This news article seems to suggest that if Microsoft began to bundle its own anti-virus software with its OS, it would be grounds for an anti-trust action.
Can someone explain why that would be the case? Seems to me that if I develop an OS, and can make it better and more robust by incorporating a good anti-virus component, more power to me … I’ve created a better product. I’ve not squeezed anybody out.
(I am putting this in GQ since I believe it has a factual answer, ie. legal definitions and precedents)
IANAL, but the point is that with bundling, it’s not whether your product is better, it’s how you distribute it. If Microsoft were to bundle their AV software with Windows, they would arguably be abusing their position as by far the largest OEM software supplier to get their product out there without giving consumers the opportunity to choose. Most people, when presented with something free and pre-installed will simply settle for that; not because it’s better, but because it’s there. MS are the only ones with the opportunity to get their product into this position, so they would gain an unfair advantage. All in all it’s pleasantly surprising that they’re choosing to sell it separately. They seem to be improving their practices of late.
Anyway, that’s my intuitive understanding of the situation - apologies that it’s not the lawyerese you might be after. If it’s precedent you want, though, Microsoft themselves have been convicted of precisely this behaviour on both sides of the pond - in the States with respect to Internet Explorer (link) and in Europe with respect to Media Player (link). They just settled a case with Sun over broadly similar behaviour regarding the Microsoft Java Virtual Machine, too.

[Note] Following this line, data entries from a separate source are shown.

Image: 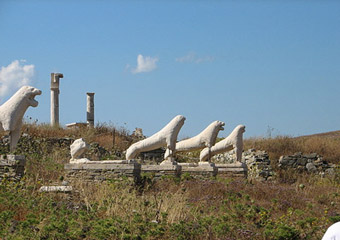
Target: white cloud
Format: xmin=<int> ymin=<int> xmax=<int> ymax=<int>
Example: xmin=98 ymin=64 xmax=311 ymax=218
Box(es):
xmin=176 ymin=52 xmax=215 ymax=63
xmin=132 ymin=54 xmax=158 ymax=74
xmin=0 ymin=60 xmax=34 ymax=98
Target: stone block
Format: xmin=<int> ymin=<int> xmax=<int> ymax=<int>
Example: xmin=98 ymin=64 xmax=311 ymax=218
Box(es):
xmin=182 ymin=162 xmax=218 ymax=177
xmin=141 ymin=164 xmax=182 ymax=176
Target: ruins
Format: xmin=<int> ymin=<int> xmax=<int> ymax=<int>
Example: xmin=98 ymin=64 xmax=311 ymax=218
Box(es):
xmin=51 ymin=73 xmax=64 ymax=126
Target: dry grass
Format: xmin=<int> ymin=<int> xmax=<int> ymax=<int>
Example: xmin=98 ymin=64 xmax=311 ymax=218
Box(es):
xmin=244 ymin=136 xmax=340 ymax=164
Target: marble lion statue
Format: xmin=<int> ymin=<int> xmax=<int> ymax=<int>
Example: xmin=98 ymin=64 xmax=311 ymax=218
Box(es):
xmin=200 ymin=125 xmax=246 ymax=162
xmin=0 ymin=86 xmax=41 ymax=151
xmin=164 ymin=121 xmax=225 ymax=159
xmin=126 ymin=115 xmax=185 ymax=160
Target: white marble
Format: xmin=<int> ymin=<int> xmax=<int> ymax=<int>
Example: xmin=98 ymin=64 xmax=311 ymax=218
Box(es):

If Microsoft had 31% of the OS market, it would perhaps be okay for them to create antivirus software and then include it along with the OS. A company marketing an antivirus line could concentrate on the versions that run under the other operating systems, and if theirs is better than Microsoft’s they get good solid income from the users of the other operating systems long enough to persevere and market their product to users of the Microsoft OS as a “better than stock” improvement over the free bundled Microsoft antivirus. (It’s a lot harder to do that when Microsoft has 97% of the OS market, which is why it becomes anticompetitive).
I say “perhaps” because Microsoft could supply its antivirus geeks with information about the inner workings of the Microsoft OS that aren’t available to McAfee and Symantec and other competitors, and could also have its operating system geeks write hooks in the OS itself that call routines in the Microsoft antivirus software but which don’t prompt a similar checking routine by the McAfee, Symantec, etc. 3rd party competitors. That’s also anticompetitive.
Some of you will be saying “But we get a better product if we let the OS folks design all this stuff in-house, precisely because they do know all the ins and outs of the OS. Why should we have to use crappy software packages just to placate the Gods of Free Market Competition? Just give us what works the best and don’t worry about this stuff”.
Well, that’s more or less what you’ve got now if you’re using a Windows machine with MS Office and Internet Explorer and Outlook. (It is ahemalso more or less what you’ve got now if you’re using a Mac with AppleWorks and all the iLife applications, and Apple is getting a free ride on this one because of its small market share among personal-sized computers, ignoring the fact that it has a better than 97% market share of operating systems that run on Macintosh hardware. And I say this as a Mac evangelist who drinks the Kool-Aid, I love the Mac but this trend worries me). And, face it, the stuff that comes from the same folks who wrote your OS is not always the best. And in the areas where the company responsible for your OS has (or has historically had) a near-monopoly on the software in question, with little outside competition, it kinda tends to suck.
Aside from that, though — pretending for the moment that this were not the case — our economy is a free market system based on the notion that better products win out in a competitive environment. Flaws though that notion may have, it does seem to have produced better results than a centrally planned system. Guess what kind of system we’re talking about if we argue in favor of a single company planning and designing all aspects of the software you use? Monopolies are verboten within capitalism for entirely capitalist reasons, not as lefty redistributivist sops to giving to the have-nots.
Actually back in the DOS 5.0 and 6.0 days Microsoft DID include antivirus software. MSAV (Microsoft Anti-Virus). It was inferior in many ways to the other products out at the time and was eventually scrapped from DOS at 6.2.
Though the other posters raise valid points, the real issue is that such a move might constitute “horizontal tying.” HT occurs when a company bundles one unrelated product with another in an attempt to supress competition. For example, let’s say I’m a big company that has a 90% market share of microwave ovens, but to buy one of my microwave ovens, you also had to buy a toaster - and the reason I’m doing this is to hurt my competitors that also make toasters.
This is what happened in the microsoft case. The court decided that operating systems and web browsers were separate products and that the reason MS integrated the two was to hurt netscape, their primary competitor. If MS were to suddenly bundle an anti-virus program with their OS, they might be subject to allegations that they were tying two unrelated products in an attempt to squelch competition.
To be fair, with the Apple stuff, you can delete them off your hard disk and your computer is not affected one iota. Dunno about Microsoft’s anti-virus code, but if it’s anything like their previous “bundling” efforts, you can’t get rid of it no matter how much you want to.